As staggering inflation ate away at Venezuelan salaries at the height of the Christmas season, Venezuela's president-for-life Nicholas Maduro enforced a government-mandated Black Friday, where store owners were ordered to reduce prices by up to 50% under the threat of being sent to jail if they didn’t.
This sort of December crackdown on businesses has become customary since a few years ago when the Venezuelan dictator ordered appliance chain stores to lower their prices so Venezuelans could shop at discounts-- which forced many businesses into bankruptcy.

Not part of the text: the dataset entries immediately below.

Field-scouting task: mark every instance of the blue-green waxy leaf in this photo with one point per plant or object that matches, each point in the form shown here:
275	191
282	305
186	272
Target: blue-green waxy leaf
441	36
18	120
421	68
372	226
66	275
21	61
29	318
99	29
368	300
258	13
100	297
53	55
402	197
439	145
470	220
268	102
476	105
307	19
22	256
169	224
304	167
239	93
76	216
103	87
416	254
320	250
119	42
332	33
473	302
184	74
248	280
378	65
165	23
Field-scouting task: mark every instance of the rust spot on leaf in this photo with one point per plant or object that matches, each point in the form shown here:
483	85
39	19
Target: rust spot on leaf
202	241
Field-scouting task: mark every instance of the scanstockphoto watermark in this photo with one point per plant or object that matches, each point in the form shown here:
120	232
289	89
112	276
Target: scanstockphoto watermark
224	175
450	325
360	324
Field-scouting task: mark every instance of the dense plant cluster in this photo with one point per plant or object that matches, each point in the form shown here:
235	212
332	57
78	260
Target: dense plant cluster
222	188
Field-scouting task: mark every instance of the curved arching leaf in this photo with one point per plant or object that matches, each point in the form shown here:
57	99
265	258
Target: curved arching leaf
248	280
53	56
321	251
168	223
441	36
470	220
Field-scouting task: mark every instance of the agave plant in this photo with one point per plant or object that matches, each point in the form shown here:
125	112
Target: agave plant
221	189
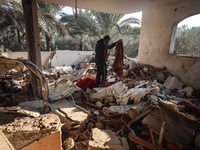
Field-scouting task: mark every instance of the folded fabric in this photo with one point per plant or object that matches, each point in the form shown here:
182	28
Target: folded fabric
89	83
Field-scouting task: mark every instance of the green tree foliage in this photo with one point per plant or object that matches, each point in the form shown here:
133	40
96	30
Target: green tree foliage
91	26
12	35
187	41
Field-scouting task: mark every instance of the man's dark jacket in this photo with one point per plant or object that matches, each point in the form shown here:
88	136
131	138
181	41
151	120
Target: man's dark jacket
101	50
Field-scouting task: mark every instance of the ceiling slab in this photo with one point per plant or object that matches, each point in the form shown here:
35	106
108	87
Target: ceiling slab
114	6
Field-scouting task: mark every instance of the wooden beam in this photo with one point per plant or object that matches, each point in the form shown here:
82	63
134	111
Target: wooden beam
32	31
32	39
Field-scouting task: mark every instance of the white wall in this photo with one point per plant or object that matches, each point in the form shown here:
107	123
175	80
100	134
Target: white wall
155	41
24	55
67	57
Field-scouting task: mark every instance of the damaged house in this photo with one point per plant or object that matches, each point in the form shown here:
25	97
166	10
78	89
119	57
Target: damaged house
153	104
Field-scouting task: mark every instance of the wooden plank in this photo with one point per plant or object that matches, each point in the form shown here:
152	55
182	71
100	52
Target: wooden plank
179	129
142	142
140	116
4	143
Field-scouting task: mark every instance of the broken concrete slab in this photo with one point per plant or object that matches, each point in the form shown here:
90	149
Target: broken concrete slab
50	142
33	104
4	143
24	131
70	114
68	143
179	129
173	82
100	136
61	88
88	65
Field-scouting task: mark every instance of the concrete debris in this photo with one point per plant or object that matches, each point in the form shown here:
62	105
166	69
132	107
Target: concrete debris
104	135
61	88
48	122
143	106
68	143
172	83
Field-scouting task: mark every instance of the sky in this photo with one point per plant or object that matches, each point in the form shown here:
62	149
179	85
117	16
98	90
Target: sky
192	21
138	15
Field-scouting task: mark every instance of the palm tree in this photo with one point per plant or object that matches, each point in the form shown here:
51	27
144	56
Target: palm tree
81	28
96	24
49	25
11	15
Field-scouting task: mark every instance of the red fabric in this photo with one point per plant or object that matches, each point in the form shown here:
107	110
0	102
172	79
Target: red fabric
118	63
89	83
105	52
190	107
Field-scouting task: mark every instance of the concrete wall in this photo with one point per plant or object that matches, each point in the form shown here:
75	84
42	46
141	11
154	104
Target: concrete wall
67	57
24	55
155	40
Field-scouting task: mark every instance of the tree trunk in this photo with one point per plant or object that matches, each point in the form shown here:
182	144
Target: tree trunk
48	43
19	35
4	44
81	45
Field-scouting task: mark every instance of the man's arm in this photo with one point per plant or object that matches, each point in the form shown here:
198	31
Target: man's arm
113	44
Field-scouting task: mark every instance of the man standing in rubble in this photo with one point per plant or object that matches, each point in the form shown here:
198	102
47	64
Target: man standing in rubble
101	49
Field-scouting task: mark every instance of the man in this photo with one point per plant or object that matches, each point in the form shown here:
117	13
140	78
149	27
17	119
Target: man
100	58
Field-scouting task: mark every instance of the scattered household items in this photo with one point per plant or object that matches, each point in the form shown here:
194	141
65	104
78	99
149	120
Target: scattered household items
143	107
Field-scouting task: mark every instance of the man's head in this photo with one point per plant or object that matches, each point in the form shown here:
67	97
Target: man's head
107	39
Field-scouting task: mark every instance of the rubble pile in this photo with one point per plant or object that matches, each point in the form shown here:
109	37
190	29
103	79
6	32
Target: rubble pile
148	108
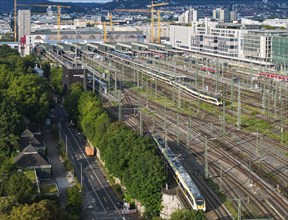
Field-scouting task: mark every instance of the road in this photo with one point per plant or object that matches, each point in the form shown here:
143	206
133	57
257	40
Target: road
101	201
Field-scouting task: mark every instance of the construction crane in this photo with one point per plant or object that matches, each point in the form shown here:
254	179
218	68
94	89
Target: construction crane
105	32
152	6
110	21
148	11
39	5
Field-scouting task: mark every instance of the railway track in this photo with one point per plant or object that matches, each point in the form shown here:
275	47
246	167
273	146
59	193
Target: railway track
218	156
272	200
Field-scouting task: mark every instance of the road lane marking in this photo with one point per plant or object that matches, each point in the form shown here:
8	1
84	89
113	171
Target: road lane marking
67	128
90	166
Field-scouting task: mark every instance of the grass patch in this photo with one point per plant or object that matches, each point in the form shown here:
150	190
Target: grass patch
48	188
228	204
31	175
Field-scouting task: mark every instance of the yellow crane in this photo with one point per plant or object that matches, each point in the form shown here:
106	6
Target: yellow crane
105	32
110	21
39	5
152	19
152	6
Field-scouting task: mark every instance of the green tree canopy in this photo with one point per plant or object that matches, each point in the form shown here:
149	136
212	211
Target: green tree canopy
10	124
6	51
71	101
31	95
55	78
20	187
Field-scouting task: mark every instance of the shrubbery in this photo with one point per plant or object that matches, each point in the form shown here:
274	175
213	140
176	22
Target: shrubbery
127	155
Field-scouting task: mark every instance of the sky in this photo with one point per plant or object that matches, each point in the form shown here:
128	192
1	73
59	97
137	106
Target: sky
82	1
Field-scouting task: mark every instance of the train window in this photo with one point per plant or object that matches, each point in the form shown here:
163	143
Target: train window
190	199
199	201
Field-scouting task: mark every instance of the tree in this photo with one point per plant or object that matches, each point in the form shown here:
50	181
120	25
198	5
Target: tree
71	101
6	51
187	215
10	124
6	205
55	78
45	66
23	192
31	95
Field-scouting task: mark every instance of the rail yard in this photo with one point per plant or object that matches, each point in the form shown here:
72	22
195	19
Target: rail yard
225	123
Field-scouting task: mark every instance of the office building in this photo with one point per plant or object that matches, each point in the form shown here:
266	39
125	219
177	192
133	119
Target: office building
24	23
221	14
190	15
280	49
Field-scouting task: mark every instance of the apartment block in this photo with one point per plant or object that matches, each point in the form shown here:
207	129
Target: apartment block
280	49
24	23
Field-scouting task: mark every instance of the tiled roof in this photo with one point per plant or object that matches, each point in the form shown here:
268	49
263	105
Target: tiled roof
29	157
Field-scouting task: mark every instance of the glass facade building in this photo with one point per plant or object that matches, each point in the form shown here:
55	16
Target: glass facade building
280	49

But Maduro's Scrooge patrol really grabbed headlines on December 10, when Willia Contreras (head of Maduro's price control authority) and a band of National Guards seized 3.8 million toys from the Kreisel toy distributing company. A family-run business that has been selling toys in Venezuela for well over 20 years. Contreras’s toy police confiscated dolls, board games, robots and the like, now to be distributed and sold at “fair prices” by the government distribution network.
Following the crackdown on toys, Maduro turned his attention EPK, one of the country's leading purveyor of children’s clothing. That firm was forced to subject its inventory to discounts of up to 70 percent.
The state media network came up with a clever way to wish Venezuelans a happy holiday, and replace Christmas with something else-- proclaiming, “¡Feliz Chavidad!”